All decisions of and interpretations by the Administrator shall be binding on all persons, including the Company and Plan participants.

(c)   Limited Delegation of Authority to Grant Awards.   The Administrator, in its discretion, may delegate to the Chief Executive Officer of the Company all or part of the Administrator’s authority and duties with respect to the granting of Awards at Fair Market Value, but only with respect to individuals who are not subject to the reporting and other provisions of Section 16 of the Act and who are not Covered Employees. Any such delegation by the Administrator shall include a limitation as to the amount of Awards that may be granted during the period of the delegation and shall contain guidelines as to the determination of the exercise price of any Option or SAR, any conversion ratio and the vesting criteria. The Administrator may revoke or amend the terms of a delegation at any time but such action shall not invalidate any prior actions of the Administrator’s delegate or delegates that were consistent with the terms of the Plan.

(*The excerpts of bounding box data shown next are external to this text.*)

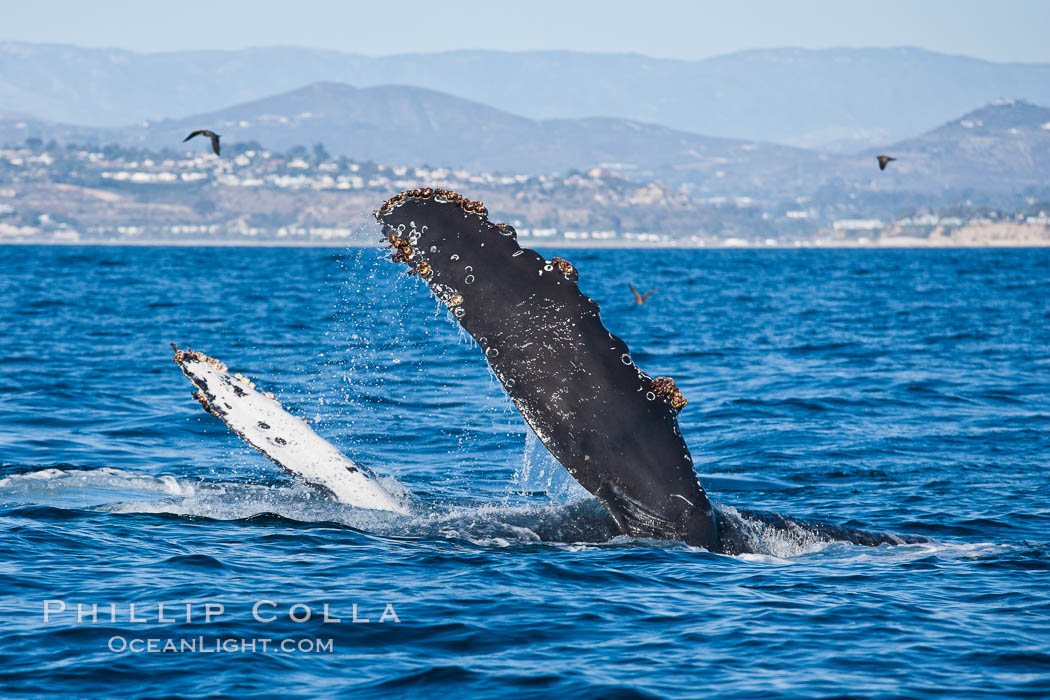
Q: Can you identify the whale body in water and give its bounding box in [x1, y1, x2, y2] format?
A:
[174, 188, 923, 553]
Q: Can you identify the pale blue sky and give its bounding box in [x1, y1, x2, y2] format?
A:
[0, 0, 1050, 62]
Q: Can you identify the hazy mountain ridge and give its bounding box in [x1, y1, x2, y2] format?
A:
[0, 43, 1050, 150]
[0, 83, 1050, 203]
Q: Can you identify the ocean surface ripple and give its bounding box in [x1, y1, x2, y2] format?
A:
[0, 247, 1050, 698]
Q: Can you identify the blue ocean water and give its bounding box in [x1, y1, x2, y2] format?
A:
[0, 242, 1050, 698]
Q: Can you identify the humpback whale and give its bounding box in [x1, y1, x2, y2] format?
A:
[173, 188, 924, 554]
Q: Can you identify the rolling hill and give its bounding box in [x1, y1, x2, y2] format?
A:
[0, 42, 1050, 152]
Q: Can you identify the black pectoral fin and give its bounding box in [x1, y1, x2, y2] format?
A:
[376, 188, 717, 549]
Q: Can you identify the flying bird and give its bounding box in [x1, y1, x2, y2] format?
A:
[183, 129, 218, 155]
[875, 155, 897, 170]
[627, 282, 656, 304]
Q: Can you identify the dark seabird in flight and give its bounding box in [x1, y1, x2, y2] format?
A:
[875, 155, 897, 170]
[183, 129, 218, 155]
[627, 282, 656, 304]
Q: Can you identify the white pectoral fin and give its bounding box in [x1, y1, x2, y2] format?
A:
[172, 345, 407, 513]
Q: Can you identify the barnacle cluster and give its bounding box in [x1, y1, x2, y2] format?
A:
[649, 377, 689, 410]
[550, 257, 575, 275]
[171, 343, 227, 372]
[375, 187, 488, 219]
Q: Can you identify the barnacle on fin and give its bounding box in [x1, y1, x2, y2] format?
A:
[375, 187, 488, 220]
[649, 377, 689, 410]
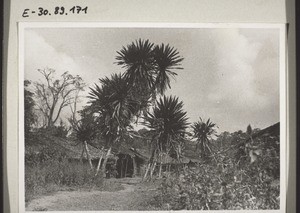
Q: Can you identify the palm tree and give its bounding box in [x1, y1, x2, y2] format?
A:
[144, 96, 188, 177]
[116, 39, 183, 106]
[116, 39, 154, 89]
[153, 44, 183, 95]
[69, 108, 97, 169]
[89, 74, 138, 175]
[192, 117, 217, 156]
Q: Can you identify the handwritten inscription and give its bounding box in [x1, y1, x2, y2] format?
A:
[22, 6, 88, 18]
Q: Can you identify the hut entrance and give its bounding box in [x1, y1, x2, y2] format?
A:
[117, 153, 134, 178]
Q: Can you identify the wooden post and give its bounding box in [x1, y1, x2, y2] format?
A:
[84, 141, 94, 169]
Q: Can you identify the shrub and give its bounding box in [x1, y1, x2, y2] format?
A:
[25, 157, 103, 202]
[158, 137, 280, 210]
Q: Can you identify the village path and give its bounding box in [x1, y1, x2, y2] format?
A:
[26, 178, 162, 211]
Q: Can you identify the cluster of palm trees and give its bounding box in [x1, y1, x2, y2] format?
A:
[75, 39, 218, 178]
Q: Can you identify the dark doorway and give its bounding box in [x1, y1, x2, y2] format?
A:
[117, 153, 133, 178]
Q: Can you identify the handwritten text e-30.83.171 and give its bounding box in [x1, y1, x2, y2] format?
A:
[22, 6, 88, 18]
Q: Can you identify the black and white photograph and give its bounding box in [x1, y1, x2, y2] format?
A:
[19, 22, 286, 212]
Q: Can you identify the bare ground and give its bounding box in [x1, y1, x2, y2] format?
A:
[26, 178, 159, 211]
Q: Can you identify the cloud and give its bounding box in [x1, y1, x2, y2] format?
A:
[207, 29, 279, 129]
[25, 30, 80, 80]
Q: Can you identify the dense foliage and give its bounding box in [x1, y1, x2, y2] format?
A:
[159, 132, 280, 210]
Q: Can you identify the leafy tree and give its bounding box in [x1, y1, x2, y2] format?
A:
[153, 44, 183, 95]
[116, 39, 183, 109]
[69, 107, 97, 169]
[144, 96, 188, 177]
[89, 74, 137, 175]
[24, 80, 36, 135]
[192, 117, 217, 156]
[34, 68, 85, 127]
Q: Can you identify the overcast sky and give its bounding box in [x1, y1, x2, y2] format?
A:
[25, 28, 279, 132]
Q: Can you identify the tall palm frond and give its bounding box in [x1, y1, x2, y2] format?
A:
[89, 74, 138, 143]
[116, 39, 154, 88]
[144, 96, 189, 156]
[192, 117, 217, 155]
[153, 44, 183, 94]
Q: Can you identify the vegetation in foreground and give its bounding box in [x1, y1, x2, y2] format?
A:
[24, 39, 280, 210]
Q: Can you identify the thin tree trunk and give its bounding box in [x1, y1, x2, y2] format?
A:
[121, 159, 124, 178]
[124, 156, 128, 177]
[150, 161, 156, 178]
[132, 156, 137, 177]
[84, 141, 94, 169]
[158, 163, 162, 178]
[102, 147, 111, 176]
[95, 148, 103, 176]
[79, 146, 85, 163]
[143, 162, 151, 179]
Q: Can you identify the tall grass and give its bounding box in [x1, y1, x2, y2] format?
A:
[25, 159, 103, 202]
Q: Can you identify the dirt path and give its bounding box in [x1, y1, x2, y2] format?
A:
[26, 179, 161, 211]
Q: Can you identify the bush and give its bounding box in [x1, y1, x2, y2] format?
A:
[158, 134, 280, 210]
[25, 157, 103, 202]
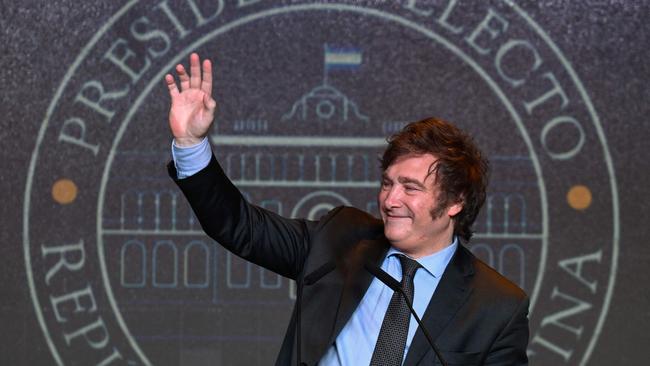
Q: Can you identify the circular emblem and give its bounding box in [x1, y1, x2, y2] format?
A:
[23, 0, 619, 365]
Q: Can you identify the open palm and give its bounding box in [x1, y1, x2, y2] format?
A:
[165, 53, 217, 147]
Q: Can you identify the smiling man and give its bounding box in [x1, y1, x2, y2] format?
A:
[165, 54, 528, 365]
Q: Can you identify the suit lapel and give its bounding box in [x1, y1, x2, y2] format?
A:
[330, 235, 390, 344]
[404, 245, 474, 366]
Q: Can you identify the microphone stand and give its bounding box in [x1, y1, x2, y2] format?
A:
[364, 261, 448, 366]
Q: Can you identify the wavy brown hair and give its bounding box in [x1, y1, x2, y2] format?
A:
[381, 118, 489, 240]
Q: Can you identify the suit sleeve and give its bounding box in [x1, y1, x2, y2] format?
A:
[485, 297, 529, 366]
[167, 155, 316, 279]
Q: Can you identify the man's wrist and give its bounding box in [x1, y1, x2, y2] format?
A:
[174, 137, 205, 148]
[172, 137, 212, 179]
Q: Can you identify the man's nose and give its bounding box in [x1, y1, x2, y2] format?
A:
[384, 187, 401, 207]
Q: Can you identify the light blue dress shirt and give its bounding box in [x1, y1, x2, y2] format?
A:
[172, 138, 458, 366]
[172, 137, 212, 179]
[319, 242, 458, 366]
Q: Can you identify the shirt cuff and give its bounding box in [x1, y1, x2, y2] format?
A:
[172, 137, 212, 179]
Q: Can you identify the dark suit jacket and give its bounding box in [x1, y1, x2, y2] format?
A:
[168, 157, 528, 365]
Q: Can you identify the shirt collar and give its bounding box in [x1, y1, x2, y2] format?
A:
[386, 235, 458, 278]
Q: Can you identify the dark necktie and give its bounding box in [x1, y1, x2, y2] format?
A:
[370, 255, 420, 366]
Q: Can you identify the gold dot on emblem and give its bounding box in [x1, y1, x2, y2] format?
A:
[566, 185, 591, 211]
[52, 178, 77, 205]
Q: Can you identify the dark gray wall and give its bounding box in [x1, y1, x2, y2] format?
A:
[0, 0, 650, 365]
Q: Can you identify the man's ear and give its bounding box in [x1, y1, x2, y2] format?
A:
[447, 201, 463, 217]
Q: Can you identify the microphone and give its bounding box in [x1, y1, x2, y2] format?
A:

SECTION 3. STOCK ISSUABLE UNDER THE PLAN; MERGERS; SUBSTITUTION

(a)   Stock Issuable.   The maximum number of shares of Stock reserved and available for issuance under the Plan shall be 3,000,000. For purposes of this limitation, the shares of Stock underlying any Awards which are forfeited, cancelled or satisfied without the issuance of Stock or otherwise terminated (other than by exercise) shall be added back to the shares of Stock available for issuance under the Plan. Any shares of Stock tendered by Plan participants as full or partial payment to the Company upon exercise of Stock Options, shares of Stock reserved for issuance upon the grant of SARs to the extent the number of reserved shares exceeds the number of shares of Stock actually issued upon exercise of the SARs, and shares of Stock withheld by, or otherwise remitted to, the Company to satisfy a Plan participant’s tax withholding obligations upon the exercise of Awards or upon any other payment or issuance of shares of Stock under the Plan shall not be added back to the shares of Stock available for issuance under the Plan. Subject to such overall limitation, shares of Stock may be issued up to such maximum number pursuant to any type or types of Award; provided, however, that Stock Options and SARs with respect to no more than 600,000 shares of Stock may be granted to any one individual participant during any one calendar year period. The shares available for issuance under the Plan may be authorized but unissued shares of Stock or shares of Stock reacquired by the Company and held in its treasury.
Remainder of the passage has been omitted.